A un moment ça commence franchement à être tordu, je me dis malgré tout que l’auteur tente peut être de me faire sortir de ma zone de confort, je me dis même aussi que, peut-être, c’est un de ces romans qui vous met une claque et qui vous laisse complètement hagard à la fin du livre. Alors je m’accroche, je m’acharne, je suis ballottée entre ces deux personnages qui, n’ayons pas peur des mots, font n’importe quoi, et qui sont de plus en plus insupportables.

Et puis on arrive à la fin, une fin, comment dire ? Une fin quoi…

J’ai fermé le livre, j’ai réfléchi et me suis dit qu’au moins, ce livre m’avait prouvé que le roman ne fait pas l’auteur.

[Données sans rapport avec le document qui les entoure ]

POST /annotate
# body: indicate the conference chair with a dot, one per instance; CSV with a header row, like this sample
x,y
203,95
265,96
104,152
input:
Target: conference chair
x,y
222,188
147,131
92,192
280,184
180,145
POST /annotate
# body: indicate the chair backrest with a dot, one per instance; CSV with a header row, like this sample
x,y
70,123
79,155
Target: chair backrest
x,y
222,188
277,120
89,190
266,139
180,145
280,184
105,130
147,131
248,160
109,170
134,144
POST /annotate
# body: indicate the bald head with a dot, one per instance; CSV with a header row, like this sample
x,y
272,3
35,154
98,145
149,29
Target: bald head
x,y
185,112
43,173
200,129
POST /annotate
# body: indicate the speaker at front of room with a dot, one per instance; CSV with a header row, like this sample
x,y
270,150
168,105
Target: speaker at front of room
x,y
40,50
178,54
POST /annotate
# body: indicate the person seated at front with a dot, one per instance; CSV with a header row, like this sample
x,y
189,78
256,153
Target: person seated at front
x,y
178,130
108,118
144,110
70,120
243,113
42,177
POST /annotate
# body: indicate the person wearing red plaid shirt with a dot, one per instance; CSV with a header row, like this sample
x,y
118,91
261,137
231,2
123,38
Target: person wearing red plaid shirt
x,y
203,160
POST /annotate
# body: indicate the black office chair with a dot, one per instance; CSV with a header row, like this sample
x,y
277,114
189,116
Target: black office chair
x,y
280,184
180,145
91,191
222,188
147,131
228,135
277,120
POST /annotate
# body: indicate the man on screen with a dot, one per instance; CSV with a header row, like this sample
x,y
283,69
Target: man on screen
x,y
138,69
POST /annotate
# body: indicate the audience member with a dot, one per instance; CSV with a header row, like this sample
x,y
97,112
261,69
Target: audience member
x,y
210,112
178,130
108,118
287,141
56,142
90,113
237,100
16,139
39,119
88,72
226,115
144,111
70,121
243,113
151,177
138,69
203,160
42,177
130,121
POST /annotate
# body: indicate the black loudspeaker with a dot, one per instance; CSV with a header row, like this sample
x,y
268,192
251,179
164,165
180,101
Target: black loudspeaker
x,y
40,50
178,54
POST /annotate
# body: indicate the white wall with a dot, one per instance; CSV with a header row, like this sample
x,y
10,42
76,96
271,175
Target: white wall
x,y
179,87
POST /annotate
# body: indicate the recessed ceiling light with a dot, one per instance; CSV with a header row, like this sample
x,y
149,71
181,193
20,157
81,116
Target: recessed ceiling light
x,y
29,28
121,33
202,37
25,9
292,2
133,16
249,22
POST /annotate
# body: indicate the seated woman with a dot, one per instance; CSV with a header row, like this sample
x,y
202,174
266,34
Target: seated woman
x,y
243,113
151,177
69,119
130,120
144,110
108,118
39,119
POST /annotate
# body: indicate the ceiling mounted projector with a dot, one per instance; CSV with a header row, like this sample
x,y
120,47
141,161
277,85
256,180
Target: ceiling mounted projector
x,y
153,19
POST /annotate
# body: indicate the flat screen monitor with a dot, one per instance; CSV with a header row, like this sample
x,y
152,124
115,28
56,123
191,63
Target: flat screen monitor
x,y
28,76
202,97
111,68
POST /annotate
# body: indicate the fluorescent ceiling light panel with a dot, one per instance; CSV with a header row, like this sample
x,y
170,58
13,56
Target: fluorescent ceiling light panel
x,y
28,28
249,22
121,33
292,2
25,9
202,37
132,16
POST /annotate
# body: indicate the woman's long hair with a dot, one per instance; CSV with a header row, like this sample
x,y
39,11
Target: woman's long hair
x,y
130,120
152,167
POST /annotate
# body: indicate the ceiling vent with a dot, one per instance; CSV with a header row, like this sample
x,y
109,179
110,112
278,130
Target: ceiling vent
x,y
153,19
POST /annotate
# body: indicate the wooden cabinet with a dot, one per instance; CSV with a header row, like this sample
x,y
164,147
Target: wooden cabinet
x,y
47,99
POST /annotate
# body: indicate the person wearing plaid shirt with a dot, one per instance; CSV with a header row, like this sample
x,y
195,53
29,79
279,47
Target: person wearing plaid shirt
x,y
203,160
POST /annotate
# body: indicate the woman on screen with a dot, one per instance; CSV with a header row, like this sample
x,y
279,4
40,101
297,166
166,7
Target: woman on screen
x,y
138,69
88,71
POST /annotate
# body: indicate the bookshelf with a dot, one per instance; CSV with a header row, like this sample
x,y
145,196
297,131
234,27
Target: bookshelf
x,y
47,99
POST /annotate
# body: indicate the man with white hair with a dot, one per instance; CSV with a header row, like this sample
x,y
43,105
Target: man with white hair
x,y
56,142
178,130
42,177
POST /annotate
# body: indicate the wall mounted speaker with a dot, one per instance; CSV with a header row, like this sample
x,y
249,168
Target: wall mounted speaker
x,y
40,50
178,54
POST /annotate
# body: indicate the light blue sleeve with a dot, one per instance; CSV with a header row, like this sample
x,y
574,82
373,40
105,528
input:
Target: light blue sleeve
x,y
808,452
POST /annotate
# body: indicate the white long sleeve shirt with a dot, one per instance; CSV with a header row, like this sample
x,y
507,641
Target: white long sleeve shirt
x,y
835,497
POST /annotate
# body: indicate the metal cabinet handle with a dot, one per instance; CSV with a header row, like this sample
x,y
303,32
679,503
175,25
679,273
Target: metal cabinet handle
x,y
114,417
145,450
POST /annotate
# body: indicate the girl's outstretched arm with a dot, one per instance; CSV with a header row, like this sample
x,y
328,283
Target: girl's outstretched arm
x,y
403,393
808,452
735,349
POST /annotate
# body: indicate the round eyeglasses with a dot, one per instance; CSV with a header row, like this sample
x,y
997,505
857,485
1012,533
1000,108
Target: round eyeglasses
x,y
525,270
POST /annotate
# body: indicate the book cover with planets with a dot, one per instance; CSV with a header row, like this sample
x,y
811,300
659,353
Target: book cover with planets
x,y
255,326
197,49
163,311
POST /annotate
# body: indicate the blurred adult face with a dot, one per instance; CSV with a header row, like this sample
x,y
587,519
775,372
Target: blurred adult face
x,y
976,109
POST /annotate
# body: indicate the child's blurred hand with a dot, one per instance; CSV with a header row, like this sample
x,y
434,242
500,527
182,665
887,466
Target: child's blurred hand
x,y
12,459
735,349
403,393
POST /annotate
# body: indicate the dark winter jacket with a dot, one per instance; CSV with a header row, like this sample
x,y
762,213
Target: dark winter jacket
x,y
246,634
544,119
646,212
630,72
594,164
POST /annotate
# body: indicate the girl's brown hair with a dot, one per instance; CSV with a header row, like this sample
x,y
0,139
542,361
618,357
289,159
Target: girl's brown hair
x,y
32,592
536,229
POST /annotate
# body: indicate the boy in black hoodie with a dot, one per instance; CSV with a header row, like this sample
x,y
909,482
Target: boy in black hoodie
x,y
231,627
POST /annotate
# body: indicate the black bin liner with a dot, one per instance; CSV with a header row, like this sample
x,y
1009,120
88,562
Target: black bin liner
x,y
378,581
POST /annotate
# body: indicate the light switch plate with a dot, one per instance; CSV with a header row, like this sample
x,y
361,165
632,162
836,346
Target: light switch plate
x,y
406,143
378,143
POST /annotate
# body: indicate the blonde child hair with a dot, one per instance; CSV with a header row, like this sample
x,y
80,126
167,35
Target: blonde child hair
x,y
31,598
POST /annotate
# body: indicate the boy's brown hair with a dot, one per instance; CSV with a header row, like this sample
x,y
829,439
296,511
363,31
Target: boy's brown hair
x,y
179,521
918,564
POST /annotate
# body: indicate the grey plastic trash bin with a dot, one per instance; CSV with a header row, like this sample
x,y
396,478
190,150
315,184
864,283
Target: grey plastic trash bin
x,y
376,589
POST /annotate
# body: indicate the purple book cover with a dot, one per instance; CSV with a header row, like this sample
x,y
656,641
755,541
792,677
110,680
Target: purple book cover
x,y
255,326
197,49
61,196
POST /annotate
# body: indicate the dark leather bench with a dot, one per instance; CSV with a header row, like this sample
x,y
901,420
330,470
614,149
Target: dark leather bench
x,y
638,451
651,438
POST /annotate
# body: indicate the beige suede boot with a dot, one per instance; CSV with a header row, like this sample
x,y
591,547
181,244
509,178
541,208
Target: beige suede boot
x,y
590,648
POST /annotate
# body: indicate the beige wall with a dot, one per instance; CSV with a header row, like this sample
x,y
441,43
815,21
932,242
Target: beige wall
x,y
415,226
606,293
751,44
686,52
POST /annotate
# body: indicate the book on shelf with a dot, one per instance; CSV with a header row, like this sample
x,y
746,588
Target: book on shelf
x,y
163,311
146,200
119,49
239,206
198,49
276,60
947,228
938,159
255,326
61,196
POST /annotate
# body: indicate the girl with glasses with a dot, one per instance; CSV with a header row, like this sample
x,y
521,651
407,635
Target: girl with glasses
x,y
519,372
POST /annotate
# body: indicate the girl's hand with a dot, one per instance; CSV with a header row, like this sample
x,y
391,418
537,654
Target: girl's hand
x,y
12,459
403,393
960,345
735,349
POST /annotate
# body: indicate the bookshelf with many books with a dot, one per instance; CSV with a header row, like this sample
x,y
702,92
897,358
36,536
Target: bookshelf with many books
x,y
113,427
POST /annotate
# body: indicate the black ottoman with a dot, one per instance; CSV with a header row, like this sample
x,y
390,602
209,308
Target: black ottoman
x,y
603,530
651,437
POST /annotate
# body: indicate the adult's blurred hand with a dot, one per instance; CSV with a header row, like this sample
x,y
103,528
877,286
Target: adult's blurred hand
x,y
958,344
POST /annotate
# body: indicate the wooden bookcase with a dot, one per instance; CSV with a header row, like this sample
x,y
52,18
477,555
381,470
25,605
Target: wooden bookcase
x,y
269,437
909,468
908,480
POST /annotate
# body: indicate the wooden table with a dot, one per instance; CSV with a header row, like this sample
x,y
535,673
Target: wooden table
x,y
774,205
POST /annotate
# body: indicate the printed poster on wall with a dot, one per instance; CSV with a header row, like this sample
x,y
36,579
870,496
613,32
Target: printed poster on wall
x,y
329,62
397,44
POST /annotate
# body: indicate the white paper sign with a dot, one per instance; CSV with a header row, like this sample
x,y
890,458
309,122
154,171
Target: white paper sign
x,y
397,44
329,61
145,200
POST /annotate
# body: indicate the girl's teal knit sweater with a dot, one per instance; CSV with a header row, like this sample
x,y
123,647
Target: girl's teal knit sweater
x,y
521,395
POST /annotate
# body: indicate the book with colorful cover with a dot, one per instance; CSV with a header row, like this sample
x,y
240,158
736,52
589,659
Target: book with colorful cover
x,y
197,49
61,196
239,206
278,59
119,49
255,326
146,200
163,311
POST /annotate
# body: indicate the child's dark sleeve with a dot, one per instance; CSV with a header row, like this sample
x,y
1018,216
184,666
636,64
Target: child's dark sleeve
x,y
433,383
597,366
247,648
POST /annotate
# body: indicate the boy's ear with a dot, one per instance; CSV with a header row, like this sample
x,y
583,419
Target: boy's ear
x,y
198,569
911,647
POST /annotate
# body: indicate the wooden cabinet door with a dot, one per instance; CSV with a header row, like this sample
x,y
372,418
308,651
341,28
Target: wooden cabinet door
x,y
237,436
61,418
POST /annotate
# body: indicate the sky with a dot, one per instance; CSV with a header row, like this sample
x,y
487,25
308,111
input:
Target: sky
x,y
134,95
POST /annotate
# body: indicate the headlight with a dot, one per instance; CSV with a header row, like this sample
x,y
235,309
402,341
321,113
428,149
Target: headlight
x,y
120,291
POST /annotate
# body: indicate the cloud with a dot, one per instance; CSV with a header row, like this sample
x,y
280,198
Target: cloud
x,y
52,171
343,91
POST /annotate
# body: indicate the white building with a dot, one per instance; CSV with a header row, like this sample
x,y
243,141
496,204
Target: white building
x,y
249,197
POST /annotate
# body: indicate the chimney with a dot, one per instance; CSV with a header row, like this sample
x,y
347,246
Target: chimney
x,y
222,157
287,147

En résumé, si vous voulez découvrir Katherine Pancol, ne commencez pas par ce livre. En fait non, si vous voulez découvrir Katherine Pancol, ne lisez pas « La Barbare ».

 

 

 

 

 

Beloved de Toni Morrison

« C’est l’amie de mon esprit. Elle me rassemble, vieux. Les morceaux que je suis, elle les rassemble et elle me les rend tout remis en ordre. C’est bon, tu sais, d’avoir une femme qui est l’amie de mon esprit »

 

AUTEUR : Toni Morrison

EDITION : Éditions 10/18

GENRE : Réalisme magique

ANNÉE DE SORTIE : 1987

NOMBRE DE PAGES : 380 pages

MA NOTE : 17/20

QUATRIÈME DE COUVERTURE :

Inspiré d’un fait divers survenu en 1856, Beloved exhume l’horreur et la folie d’un passé douloureux. Sethe est une ancienne esclave qui, au nom de l’amour et de la liberté, a tué l’enfant qu’elle chérissait pour ne pas la voir vivre l’expérience avilissante de la servitude. Quelques années plus tard, le fantôme de Beloved, la petite fille disparue, revient douloureusement hanter sa mère coupable.
Loin de tous les clichés, Toni Morrison ranime la mémoire, exorcise le passé et transcende la douleur des opprimés. Prix Pulitzer en 1988, Beloved est un grand roman violent et bouleversant.

 

MON AVIS :

Il y a des romans qui nous touchent ou qui nous bouleversent, d’autres nous amusent ou nous font peur, et puis il y a des romans comme « Beloved » qui nous prennent, nous sortent de notre zone de confort, nous bousculent, nous secouent, et nous font perdre nos repères, pour finalement nous laisser échoués, déboussolés.

En commençant ma lecture, après une vingtaine de pages, j’ai pensé que ça allait être mon premier abandon de l’année, mais une dizaine de pages plus loin, j’ai vite changé d’avis, j’ai tout simplement été happée par l’histoire, aspirée dans une autre sphère, une autre époque, dans un autre pays, sur un autre continent.

La façon dont l’auteur nous dévoile l’histoire, au fur et à mesure, et la façon qu’elle a de nous dévoiler, par petits morceaux, les éléments de l’histoire, ces petits morceaux qui se mettent en place au fur et à mesure, afin de nous dévoiler cette histoire. A cheval entre la magie et la réalité, on a l’impression de s’égarer, puis de se retrouver, pour s’égarer à nouveau.

En résumé, un des meilleurs romans qu’il m’ait été donné de lire, et que je relirai très certainement.